Trends in Hospital Readmissions for Four High-Volume Conditions, 2009–2013
Kathryn Fingar, Ph.D., M.P.H., and Raynard Washington, Ph.D
Note: The following study was not conducted by any Care4Me or Helios Health Group employee and all credit goes to The Healthcare Cost and Utilization Project (H-CUP) an Agency for Healthcare research and Quality project.
Hospital readmissions can have negative consequences for patients and the hospitals at which they are treated, and also are costly for both public and private payers. In 2011, Medicare paid for 58 percent of all readmissions, followed by private insurance (20 percent) and Medicaid (18 percent). Readmissions are a significant portion of Medicare spending—37 percent of total Medicare spending is for inpatient care, and 18 percent of all inpatient admissions paid by Medicare are readmitted within 30 days, accounting for $15 billion in costs annually. In addition to these costs, repeat hospitalizations place patients at greater risk for complications, hospital acquired infections, and stress. Because the majority of readmissions are for nonsurgical services, it is unlikely that readmissions are profitable for hospitals.
Although it may be necessary to readmit some patients, the fact that risk-adjusted readmission rates vary considerably across hospitals suggests that certain readmissions may be prevented through hospital practices, such as improving patient discharge instructions, coordinating postacute care, and reducing medical complications during the initial hospital stay.

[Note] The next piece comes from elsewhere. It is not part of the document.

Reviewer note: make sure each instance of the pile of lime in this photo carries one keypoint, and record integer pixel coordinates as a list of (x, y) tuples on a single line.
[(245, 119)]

The Affordable Care Act established the Centers for Medicare & Medicaid Services Hospital Readmissions Reduction Program (HRRP) to provide a financial incentive for hospitals to reduce preventable readmissions. Effective in 2013, the HRRP imposes a financial penalty for hospitals with excess rates of readmissions for acute myocardial infarction (AMI), congestive heart failure (CHF), and pneumonia among Medicare beneficiaries.